Upper Gastrointestinal Endoscopy
Esophageal ulceration identified after
removal of an esphageal foreign body.
Upper gastrointestinal endoscopy is used to examine the esophagus, stomach and the beginning portion of the small intestine, the duodenum. It is often performed after radiographs (X-rays) and abdominal ultrasound to further evaluate patients with changes in appetite, weight loss, vomiting, diarrhea, intestinal bleeding, or unexplained anemia. Endoscopy can be used to diagnose foreign bodies, inflammation, inflammatory bowel disease, ulcers, tumors, and strictures of the upper gastrointestinal tract.
Uses For Upper Gastrointestinal Endoscopy
A large rubber foreign body identified
in the stomach of a goose.
In addition to visual examination of gastrointestinal tract, endoscopy can be used to:
Obtain tissue samples for cytologic and histologic evaluation. Samples are evaluated for inflammation, infection, fibrosis and cancer. This generally takes three to five days.
Remove foreign bodies that might be stuck in the esophagus or stomach. Commonly removed foreign bodies include fish hooks, bones, socks, coins and toys. Foreign bodies may prevent normal food passage down the gastrointestinal tract, leading to vomiting or regurgitation. Foreign bodies may also cause local inflammation, stricture, ulceration, and intestinal perforation. Zinc foreign bodies, pennies for example, may cause life-threatening anemia if not removed promptly.

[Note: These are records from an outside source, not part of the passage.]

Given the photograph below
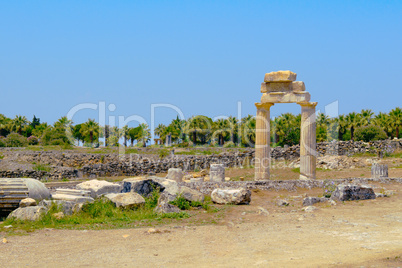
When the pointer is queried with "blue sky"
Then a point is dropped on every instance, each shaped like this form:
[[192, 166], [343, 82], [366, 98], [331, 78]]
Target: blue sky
[[201, 56]]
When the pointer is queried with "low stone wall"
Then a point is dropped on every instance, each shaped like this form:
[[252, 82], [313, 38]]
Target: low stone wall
[[288, 185], [72, 165]]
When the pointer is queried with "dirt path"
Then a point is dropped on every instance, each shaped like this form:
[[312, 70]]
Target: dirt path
[[363, 233]]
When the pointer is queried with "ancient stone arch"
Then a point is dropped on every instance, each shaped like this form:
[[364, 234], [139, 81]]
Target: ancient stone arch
[[281, 87]]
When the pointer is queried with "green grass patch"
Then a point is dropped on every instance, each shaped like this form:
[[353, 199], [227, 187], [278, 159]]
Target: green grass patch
[[41, 167], [101, 214]]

Identify ‘occult’ gastrointestinal bleeding, e.g. bleeding into the intestinal tract that is not apparent to the owners or veterinarian. Such bleeding is a common cause of iron deficiency anemia in animals.
Remove gastrointestinal growths or polyps.
Retrieve samples for bacterial culture. Some bacteria, such as Helicobacter species, can cause chronic gastric disease. Unlike helicobacteriosis of humans, helicobacteriosis in animals can only be diagnosed by biopsy and advanced isolation techniques. Other less invasive tests – like breath tests – do not yield accurate results in animals.
Dilate pathologically narrowed parts of gastrointestinal tract. For example, narrowing of the esophagus can cause difficulty in eating that may lead to weight loss, malnutrition and regurgitation.
A gastrointestinal polyp in the overflow
tract of the stomach that was preventing
the stomach from emptying.
The patients is generally fasted for 12 hours prior to the procedure, because food in the stomach and small intestines can block the view the gastrointestinal tract and increases the risk of aspiration of stomach contents into the lungs. After being anesthetized, the patient is placed on its left side and anesthetic monitoring equipment is attached. The patient’s heart rate and rhythm, respiratory rate, blood pressure, carbon dioxide level and oxygen saturation level are closely monitored while under anesthesia to prevent and minimize anesthesia-associated complications.
The tip of the endoscope is carefully advanced through the mouth into the esophagus. As the scope is advanced down the esophagus into the stomach and small intestine, the inner lining of the gastrointestinal tract is carefully examined for abnormalities, including foreign bodies, inflammation, ulcers, and masses. Photos and videos may be collected of normal and abnormal structures and motility for documentation and further study. Gastrointestinal secretions may be removed using suction and air instilled to improve visualization of the intestinal tract. Ten to 20 biopsy samples are generally collected from the stomach and small intestine each, regardless of appearance, for histopathology. This is because tissues may be diseased even if they appear normal visually. If a foreign body is identified, it may be removed using grasping forceps, a snare or a basket retrieval device.
Upper gastrointestinal endoscopy generally takes between 20 minutes and one hour depending on the number of organs to be evaluated and number of biopsies taken. After completion of the procedure, the endoscope is slowly retracted and then the patient is recovered from anesthesia. Upper gastrointestinal endoscopy is an outpatient procedure, and most patients can go home on the same day as their procedures.
Risks and Limitations
Upper gastrointestinal endoscopy is generally considered a safe procedure. In addition to risks or limitations of endoscopy in general, the most common complication is transient worsening of gastrointestinal signs secondary to organ manipulation.